The following facts have been established by stipulation: (Joint Stipulation of Facts filed Mar. 22, 1994). On or about April 27, 1992, Consolidated issued Martin and her husband a personal auto policy. The policy, drafted by Consolidated's agents and/or employees, was in effect from April 27, 1992 to July 27, 1992. It provided liability coverage for bodily injury and property damage subject to the policy terms and provisions. The relevant portions of the policy provided as follows:

Insuring Agreement A. We will pay damages for `bodily injury' or `property damage' for which any `insured' becomes legally responsible because of an auto accident. Damages include prejudgment interest awarded against the `insured.' We will settle or defend, as we consider appropriate, any claim or suit asking for these damages. In addition to our limit of liability, we will pay all defense costs we incur. Our duty to settle or defend ends when our limit of liability for this coverage has been exhausted. We have no duty to defend any suit or settle any claim for `bodily injury' or `property damage' not covered under this policy.
* * * * * *
Exclusions A. We do not provide Liability Coverage for any person:
* * * * * *
5. For that person's liability arising out of the ownership or operation of a vehicle while it is being used as a public or livery conveyance.
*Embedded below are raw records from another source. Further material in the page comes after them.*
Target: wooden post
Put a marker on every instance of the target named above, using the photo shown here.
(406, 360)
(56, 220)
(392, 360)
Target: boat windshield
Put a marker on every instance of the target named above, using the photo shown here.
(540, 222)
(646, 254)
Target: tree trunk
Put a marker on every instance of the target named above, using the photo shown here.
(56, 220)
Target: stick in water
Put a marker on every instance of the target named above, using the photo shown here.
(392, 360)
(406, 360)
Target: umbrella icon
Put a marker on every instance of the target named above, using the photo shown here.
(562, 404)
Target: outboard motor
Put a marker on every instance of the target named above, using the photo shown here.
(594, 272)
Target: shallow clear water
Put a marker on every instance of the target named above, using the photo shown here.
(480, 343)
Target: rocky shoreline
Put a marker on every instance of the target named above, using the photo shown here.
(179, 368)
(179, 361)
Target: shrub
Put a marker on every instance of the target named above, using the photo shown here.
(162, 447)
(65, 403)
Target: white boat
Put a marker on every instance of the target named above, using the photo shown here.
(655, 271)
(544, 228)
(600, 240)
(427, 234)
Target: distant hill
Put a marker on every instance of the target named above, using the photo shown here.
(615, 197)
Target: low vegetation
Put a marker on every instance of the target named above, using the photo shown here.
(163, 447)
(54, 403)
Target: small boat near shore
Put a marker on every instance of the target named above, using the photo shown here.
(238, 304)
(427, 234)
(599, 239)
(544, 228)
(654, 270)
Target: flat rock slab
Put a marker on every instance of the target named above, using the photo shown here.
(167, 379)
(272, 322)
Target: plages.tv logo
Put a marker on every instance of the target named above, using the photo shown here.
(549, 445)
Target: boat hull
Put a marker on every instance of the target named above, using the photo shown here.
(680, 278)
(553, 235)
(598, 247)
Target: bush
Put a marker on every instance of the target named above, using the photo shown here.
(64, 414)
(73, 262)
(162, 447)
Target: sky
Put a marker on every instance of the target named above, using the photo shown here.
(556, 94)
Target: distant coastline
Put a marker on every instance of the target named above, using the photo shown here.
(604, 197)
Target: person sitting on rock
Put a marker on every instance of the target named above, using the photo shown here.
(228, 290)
This exclusion (A.5) does not apply to a share-the-expense car pool.

Although the policy contains a "Definitions" section, no definition of the phrase "public or livery conveyance" is provided in that section or in any part of the policy.

At the time of the accident Martin was employed as a rural route carrier for the U.S.P.S. As an employee of the U.S.P.S., she was paid wages and was reimbursed for mileage travelled on her assigned route and depreciation of her car while used within the scope of her duties. Martin's duties included the delivery and pick-up of mailable materials from mailboxes along her assigned route. Although the U.S.P.S. can be used by anyone who wants mail delivered, provided that postage or a fee is paid, Martin was only authorized to take mail for delivery from her assigned duty station and bring any mail to be delivered through the system to that station. While travelling along her assigned route on June 29, 1992, Martin was involved in an automobile accident with Pender in Benton County, Indiana. At the time of the accident, Martin was performing her duties as a rural route mail carrier for the U.S.P.S. Pender filed a complaint against Martin and the government. The government requested that Consolidated defend and indemnify it for this occurrence in accordance with its obligations under Martin's policy.1 Consolidated denied that its policy covers the accident because it excludes vehicles used as a "public or livery conveyance." But for its belief that the "public or livery conveyance" exclusion applies, Consolidated conceded that its policy would require it to defend and indemnify the government for the accident, subject to the other policy terms and provisions.

Evidentiary Submissions

The government has submitted an affidavit by Martin in support of its motion for summary judgment. Consolidated argues that two statements in the affidavit should not be considered because they "constitute inadmissible hearsay, speculation, conclusions of fact and law of the affiant." (Consolidated Insurance Company's Motion to Strike Portions of the Affidavit of Lynn M. Martin, at 1).